Habe ich nicht mal über „cringe“ geschrieben? Ich glaube doch. Wenn schon, dürfte es 2021 gewesen sein, als diese Vokabel den Jugendsprache-Goldenen Bär einheimste.

Besserwisserischer wie erwachsenen Menschen sind, bin ich wahrscheinlich davon ausgegangen, dass dieses Wort, das damals auf allen jungen Zungen tönte, zu den sprachlichen Eintagsfliegen zählen würde, um bald den Doktoranden der Sprachwissenschaft als Kuriositäten seziert zu werden, damit sie lange Dissertationen schreiben könnten, um endlich mit dem Doktortitel zu brüsten.

Ich habe mich getäuscht.

Ich komme auf dieses Thema nur deshalb, weil ich gestern etwas flüchtig im Radio vernommen habe: irgendwas über junge Leute heute. Vielleicht hatte es mit Geld zu tun. Bafög oder so. Ich kann mich leider nicht mehr erinnern.

Wie dem auch sei. Ein junger Mensch erzählte etwas jedenfalls; die Worte flutschten rasend schnell und leidenschaftlich von der Zunge. Vielleicht ging es um etwas, das die „Alten“ nicht verstehen könnten, weil sie alt sind.

Letztendlich aber ist mir lediglich der Gebrauch des Wortes „cringe“ in Erinnerung geblieben. Ich hab gedacht: „Cringe“! Aha! Ja, der Jugendwortpreisträger von 2021 ist noch am Leben! Schau, schau! Na so was!

Nebenbei: „Cringe“ gebraucht man sowohl als Verb wie auch als Adjektiv. Vielleicht auch als Nomen. Der Sprecher hat jedenfalls die Qual des Wals.

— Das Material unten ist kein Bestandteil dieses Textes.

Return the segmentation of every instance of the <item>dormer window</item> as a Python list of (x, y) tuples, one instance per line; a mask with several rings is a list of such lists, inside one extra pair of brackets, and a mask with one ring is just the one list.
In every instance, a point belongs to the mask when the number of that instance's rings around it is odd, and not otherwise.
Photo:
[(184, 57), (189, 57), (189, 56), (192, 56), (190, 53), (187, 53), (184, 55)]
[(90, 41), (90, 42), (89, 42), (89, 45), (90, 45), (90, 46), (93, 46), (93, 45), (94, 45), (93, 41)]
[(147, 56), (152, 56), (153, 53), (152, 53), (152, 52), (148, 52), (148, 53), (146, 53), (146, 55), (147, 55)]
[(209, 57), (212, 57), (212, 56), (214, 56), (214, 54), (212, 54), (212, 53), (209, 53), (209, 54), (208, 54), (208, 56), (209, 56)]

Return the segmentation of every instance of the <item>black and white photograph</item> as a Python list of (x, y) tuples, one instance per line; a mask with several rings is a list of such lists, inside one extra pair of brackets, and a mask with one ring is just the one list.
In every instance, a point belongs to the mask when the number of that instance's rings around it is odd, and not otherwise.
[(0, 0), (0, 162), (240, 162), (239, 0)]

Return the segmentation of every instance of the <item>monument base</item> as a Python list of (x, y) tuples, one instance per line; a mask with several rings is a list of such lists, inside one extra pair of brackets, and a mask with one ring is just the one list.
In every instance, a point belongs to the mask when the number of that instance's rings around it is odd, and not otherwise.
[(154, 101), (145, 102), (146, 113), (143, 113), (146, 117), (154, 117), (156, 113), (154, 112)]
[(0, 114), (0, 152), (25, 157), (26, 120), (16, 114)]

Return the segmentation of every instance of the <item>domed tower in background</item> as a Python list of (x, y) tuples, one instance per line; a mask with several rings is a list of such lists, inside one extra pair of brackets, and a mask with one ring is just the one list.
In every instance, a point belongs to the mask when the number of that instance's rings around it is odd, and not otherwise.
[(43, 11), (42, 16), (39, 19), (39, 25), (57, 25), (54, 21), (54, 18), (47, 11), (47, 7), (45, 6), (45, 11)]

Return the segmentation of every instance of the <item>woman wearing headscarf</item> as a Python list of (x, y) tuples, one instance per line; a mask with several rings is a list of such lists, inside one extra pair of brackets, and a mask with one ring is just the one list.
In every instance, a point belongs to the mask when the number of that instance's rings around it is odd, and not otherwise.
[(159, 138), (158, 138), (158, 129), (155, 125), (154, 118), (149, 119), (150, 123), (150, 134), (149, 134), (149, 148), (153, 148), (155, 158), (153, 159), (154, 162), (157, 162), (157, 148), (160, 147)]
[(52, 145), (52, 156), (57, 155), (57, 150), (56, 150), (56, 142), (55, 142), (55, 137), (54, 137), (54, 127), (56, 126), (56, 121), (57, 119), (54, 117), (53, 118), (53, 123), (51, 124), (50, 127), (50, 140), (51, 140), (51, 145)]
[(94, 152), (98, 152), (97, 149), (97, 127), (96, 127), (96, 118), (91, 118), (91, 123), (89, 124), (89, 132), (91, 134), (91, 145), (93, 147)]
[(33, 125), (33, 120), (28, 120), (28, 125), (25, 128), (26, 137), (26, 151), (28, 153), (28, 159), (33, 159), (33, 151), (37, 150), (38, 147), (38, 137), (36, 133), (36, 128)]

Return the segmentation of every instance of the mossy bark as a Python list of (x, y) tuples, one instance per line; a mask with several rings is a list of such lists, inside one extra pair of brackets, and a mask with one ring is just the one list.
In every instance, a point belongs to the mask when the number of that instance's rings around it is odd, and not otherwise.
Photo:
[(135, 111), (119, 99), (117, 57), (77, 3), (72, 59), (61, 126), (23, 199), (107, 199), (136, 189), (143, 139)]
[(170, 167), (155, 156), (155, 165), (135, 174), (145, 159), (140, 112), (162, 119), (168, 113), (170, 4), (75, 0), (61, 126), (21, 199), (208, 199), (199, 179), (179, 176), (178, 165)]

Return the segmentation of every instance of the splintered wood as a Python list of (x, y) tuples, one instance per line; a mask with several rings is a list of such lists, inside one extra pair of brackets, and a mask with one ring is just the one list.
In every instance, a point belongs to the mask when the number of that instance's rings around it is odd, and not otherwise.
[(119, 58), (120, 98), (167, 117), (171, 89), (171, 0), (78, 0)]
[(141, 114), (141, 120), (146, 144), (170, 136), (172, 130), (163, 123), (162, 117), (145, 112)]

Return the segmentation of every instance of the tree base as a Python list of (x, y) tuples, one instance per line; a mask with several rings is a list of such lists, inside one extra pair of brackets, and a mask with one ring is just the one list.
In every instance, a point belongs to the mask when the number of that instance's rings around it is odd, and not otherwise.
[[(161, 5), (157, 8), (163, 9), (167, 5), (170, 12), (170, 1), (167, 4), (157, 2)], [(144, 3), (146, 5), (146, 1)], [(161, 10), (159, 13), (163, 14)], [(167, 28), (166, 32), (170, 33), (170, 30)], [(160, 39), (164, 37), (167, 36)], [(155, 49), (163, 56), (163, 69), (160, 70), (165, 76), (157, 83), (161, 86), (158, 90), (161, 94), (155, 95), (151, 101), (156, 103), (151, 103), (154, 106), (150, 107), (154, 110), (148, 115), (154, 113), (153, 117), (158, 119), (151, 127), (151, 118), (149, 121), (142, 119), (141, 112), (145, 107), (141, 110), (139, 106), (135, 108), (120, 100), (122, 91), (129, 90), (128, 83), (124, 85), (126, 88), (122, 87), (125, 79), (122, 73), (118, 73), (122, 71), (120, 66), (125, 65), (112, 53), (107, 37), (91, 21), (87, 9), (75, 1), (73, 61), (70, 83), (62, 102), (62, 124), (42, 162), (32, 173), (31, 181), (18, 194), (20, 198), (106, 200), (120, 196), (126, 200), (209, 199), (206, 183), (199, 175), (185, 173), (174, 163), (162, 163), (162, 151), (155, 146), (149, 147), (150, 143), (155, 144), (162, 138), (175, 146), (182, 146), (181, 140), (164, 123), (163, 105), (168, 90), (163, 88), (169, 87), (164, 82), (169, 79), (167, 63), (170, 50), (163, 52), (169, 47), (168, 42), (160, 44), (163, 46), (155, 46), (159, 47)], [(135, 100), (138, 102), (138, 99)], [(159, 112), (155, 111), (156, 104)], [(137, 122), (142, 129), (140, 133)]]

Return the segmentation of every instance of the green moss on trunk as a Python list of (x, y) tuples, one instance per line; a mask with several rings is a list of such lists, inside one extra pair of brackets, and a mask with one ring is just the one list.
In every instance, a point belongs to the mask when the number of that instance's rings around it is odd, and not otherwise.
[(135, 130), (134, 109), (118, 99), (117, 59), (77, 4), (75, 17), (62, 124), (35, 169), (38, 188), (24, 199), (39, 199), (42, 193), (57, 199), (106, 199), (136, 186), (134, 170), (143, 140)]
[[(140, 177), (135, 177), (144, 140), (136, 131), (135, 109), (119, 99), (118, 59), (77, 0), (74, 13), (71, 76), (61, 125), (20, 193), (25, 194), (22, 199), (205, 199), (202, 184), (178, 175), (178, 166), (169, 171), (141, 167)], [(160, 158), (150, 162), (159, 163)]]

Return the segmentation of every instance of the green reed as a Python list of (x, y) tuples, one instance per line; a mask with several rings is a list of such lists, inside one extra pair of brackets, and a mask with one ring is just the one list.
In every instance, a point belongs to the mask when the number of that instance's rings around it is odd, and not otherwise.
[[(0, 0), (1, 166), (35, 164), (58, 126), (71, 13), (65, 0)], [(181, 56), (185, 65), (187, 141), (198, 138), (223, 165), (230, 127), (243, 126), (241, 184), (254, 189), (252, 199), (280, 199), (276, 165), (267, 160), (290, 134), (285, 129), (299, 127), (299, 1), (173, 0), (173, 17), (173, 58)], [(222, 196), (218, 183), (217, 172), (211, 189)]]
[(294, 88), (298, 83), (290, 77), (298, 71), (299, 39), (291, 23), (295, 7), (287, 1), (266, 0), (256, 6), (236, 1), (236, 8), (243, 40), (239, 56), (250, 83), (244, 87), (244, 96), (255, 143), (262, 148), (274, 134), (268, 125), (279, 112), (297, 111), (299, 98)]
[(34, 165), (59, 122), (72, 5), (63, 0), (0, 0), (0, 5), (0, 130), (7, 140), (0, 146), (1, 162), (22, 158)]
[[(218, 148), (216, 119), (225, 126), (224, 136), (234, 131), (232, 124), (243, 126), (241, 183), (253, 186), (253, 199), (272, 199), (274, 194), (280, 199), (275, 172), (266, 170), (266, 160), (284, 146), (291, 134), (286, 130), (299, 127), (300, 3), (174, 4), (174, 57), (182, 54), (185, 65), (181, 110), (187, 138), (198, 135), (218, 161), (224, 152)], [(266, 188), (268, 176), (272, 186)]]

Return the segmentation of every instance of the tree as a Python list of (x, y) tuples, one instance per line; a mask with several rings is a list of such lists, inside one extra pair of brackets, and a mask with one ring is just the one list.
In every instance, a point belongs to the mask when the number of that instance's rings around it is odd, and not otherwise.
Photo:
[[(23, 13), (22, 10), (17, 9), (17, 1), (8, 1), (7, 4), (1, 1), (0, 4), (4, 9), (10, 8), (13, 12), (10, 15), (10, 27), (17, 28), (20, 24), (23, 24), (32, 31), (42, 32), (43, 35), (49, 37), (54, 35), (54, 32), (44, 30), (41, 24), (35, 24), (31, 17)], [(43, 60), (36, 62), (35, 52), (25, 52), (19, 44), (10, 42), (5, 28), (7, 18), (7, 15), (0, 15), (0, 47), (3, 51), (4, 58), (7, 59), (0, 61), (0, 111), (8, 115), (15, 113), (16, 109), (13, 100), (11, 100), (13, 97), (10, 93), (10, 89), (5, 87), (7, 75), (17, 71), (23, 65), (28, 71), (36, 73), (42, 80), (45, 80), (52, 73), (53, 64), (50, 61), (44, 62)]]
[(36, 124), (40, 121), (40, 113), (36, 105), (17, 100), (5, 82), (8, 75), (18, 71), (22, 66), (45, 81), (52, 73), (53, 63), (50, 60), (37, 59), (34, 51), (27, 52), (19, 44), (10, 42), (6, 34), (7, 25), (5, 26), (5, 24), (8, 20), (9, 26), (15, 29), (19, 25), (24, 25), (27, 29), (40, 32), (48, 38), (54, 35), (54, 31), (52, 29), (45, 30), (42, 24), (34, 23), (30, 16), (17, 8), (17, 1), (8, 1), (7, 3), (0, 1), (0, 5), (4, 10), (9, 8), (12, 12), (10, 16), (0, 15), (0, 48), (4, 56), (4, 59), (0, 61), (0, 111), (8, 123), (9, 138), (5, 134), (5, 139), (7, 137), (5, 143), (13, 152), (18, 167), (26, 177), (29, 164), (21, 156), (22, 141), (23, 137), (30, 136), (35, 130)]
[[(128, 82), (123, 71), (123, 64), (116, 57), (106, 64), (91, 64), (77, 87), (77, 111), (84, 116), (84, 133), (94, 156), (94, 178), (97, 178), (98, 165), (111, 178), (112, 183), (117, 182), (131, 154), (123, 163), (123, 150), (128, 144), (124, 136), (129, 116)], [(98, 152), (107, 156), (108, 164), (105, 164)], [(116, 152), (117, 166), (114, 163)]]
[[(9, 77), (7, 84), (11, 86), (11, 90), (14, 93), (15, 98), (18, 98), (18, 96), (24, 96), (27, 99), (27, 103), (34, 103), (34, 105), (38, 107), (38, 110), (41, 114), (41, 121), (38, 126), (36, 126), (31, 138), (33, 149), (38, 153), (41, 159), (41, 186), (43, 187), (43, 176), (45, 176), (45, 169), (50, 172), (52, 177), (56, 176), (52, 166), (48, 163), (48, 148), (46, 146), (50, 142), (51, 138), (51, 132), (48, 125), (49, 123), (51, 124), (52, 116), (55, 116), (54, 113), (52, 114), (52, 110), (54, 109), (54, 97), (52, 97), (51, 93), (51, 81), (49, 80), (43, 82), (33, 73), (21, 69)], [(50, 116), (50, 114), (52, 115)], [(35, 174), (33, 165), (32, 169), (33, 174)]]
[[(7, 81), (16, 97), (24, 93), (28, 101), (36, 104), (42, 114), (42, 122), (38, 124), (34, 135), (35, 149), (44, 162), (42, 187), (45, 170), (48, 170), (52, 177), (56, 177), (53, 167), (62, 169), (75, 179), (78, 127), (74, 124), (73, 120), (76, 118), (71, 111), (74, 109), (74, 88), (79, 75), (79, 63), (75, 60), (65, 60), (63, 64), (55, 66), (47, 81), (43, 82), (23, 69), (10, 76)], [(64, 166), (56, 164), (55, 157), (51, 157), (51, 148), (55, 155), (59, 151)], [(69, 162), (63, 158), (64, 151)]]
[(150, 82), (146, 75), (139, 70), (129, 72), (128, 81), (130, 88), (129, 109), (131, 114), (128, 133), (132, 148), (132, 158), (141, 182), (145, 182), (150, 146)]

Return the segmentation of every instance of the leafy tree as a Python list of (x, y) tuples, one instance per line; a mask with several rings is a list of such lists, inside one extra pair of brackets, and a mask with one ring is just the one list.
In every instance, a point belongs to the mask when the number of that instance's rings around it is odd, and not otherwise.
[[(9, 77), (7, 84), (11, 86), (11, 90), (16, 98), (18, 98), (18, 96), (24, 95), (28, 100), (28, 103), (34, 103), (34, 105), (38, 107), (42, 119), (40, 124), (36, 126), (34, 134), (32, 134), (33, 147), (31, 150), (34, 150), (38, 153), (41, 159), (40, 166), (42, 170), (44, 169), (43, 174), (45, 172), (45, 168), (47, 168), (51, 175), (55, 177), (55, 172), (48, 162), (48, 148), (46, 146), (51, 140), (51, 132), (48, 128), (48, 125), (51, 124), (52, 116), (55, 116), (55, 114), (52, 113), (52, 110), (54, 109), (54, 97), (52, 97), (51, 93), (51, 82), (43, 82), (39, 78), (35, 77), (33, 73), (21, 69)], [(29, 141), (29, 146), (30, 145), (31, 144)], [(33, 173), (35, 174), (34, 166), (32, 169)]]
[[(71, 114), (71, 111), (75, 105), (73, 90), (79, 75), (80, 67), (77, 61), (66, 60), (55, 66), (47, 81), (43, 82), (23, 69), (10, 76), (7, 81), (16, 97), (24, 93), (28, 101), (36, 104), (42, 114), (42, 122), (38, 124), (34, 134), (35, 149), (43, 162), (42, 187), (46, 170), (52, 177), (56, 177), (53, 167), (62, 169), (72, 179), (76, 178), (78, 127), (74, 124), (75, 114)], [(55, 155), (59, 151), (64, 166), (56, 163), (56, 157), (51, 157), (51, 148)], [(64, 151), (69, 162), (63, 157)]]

Auch wenn „cringe“ (zumindest auf Deutsch) allein als Jugendwort bekannt ist, handelt es sich hier um ein ganz normales englisches Wort, das „zusammenzucken“ oder „erschaudern“ bedeutet. In diesem Fall zuckt man zusammen, weil einem etwas bzw. jemand peinlich ist. Man könnte das Wort mit „fremdschämen“ übersetzen.

Und so wird „cringe“ in der Jugendsprache verwendet. Etwa: „Das ist echt cringe“ (bzw. „cringy“).

Jetzt Historisches: „Cringe“ – genauer gesagt „cringan“ – ist eine angelsächsische Vokabel und bedeutete ursprünglich „im Kampf fallen“ oder „zusammenzucken vor Angst“. Sie sehen: Der Sinn hat sich nicht allzu sehr verändert. Ach ja: Das dt. „Kringel“ ist damit verwandt. Der „Cringer“ biegt sich kreisartig zusammen.

Ich denke aber, dass „cringe“ heute einen Tick ironischer gebraucht wird als in 2021. Man sagt: „Man, ist das cringe“, und meint damit: Das ist so absolut peinlich, dass es irgendwie interessant und lustig ist“. Im 2021 war „cringe“ ausschließlich negativ besetzt.

So eine Sinnwandlung geschieht mit Wörtern, wenn sie in der Popkultur einschlagen. Ich meine: Peu à peu benutzt man sie mit Ironie.

Jedenfalls, liebe Cringe-Freunde (und Freundinnen), darf ich gratulieren! Dieses Wort hat bereits fünf Jahre (wenn nicht länger) als Begriff der Jugendsprache überlebt.

Doch Obacht! Nach fünf Jahren fängt auch Jugendwörter alt auszusehen.
Ich denke an „cool“. Diese Vokabel gibt es in der Popsprache seit den 1930er Jahren. Allmählich klingt es gar nicht so cool. Es ist vielleicht sogar ein wenig cringe geworden.